The ATM Story in Recovery, 2036
Run the ATM story forward and you can see the shape of the claim. Picture it told from 2036. Health systems put machines to work on the recovery question, is this normal healing or the first sign of trouble, and the prediction was the end of the recovery nurse. Instead there were more of them. Automated recovery monitoring had become cheap, so health systems watched far more of them: every discharge followed daily instead of a phone call and a two-week visit, rural counties covered for the first time, and recoveries that once needed a skilled-nursing bed finished at home. The cheap automated recovery had become the norm, and the nurse moved up the way the teller did, from asking the routine question a hundred times a day to handling the five patients each morning the machine could not clear.
That is the story the pattern predicts. It is not the story yet. A pivotal study settles the safety question first. Whether the Jevons expansion actually happens in the care path, whether automated recovery monitoring truly frees nurses and expands care, that is the question the field will answer once the device is deployed at scale.

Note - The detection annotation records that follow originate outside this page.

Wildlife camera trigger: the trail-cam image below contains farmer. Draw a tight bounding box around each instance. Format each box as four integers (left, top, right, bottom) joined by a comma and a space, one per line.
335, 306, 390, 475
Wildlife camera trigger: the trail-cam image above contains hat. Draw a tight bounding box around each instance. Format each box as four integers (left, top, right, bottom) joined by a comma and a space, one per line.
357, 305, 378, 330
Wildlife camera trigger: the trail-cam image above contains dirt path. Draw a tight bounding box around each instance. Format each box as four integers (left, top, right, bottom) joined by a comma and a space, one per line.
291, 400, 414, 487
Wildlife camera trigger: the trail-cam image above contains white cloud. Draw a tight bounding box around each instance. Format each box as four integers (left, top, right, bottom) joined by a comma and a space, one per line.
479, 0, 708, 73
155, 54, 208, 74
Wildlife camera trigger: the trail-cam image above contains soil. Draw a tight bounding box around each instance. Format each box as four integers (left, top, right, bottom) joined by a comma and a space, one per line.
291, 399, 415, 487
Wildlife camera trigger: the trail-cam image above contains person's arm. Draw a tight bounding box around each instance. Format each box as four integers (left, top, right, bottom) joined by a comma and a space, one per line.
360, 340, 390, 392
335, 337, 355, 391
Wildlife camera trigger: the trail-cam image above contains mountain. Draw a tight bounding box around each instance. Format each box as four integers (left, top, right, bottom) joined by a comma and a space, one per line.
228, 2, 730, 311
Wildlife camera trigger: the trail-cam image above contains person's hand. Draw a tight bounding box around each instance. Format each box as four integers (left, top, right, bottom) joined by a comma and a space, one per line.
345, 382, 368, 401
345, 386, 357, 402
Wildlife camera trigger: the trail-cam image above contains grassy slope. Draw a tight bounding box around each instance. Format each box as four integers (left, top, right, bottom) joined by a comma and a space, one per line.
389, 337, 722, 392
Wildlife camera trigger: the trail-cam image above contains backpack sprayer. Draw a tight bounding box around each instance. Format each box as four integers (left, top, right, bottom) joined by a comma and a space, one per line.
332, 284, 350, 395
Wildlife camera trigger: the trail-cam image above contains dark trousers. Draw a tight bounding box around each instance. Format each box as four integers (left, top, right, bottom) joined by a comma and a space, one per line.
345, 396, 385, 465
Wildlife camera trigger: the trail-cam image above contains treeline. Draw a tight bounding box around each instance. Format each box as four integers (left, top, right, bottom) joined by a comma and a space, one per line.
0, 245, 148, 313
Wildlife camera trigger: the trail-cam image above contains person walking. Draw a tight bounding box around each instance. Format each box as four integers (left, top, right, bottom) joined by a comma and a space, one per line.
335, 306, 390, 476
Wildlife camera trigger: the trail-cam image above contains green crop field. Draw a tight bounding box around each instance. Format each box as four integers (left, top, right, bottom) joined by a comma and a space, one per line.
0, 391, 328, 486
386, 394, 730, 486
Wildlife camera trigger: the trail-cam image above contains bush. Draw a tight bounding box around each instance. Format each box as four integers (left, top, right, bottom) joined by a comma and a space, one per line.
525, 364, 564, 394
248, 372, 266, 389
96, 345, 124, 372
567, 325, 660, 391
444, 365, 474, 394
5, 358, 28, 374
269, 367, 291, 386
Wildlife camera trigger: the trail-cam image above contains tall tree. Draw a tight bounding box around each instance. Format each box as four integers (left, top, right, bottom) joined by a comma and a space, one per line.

1. Centers for Medicare & Medicaid Services, National Health Expenditure Accounts. U.S. health spending reached 18.0 percent of GDP, about 5.3 trillion dollars, in 2024.
2. U.S. Census Bureau and U.S. Department of Agriculture historical data on farm employment as a share of the U.S. workforce.
3. James Bessen, Boston University School of Law, Learning by Doing (2015) and “Toil and Technology,” IMF Finance and Development (2015).
4. Centers for Medicare & Medicaid Services, Transforming Episode Accountability Model (TEAM), a mandatory bundled-payment model effective January 1, 2026 for selected hospitals, covering five surgical categories including lower-extremity joint replacement, with 30-day post-discharge accountability.
5. Health Resources and Services Administration, National Center for Health Workforce Analysis, registered nurse workforce projections (2025).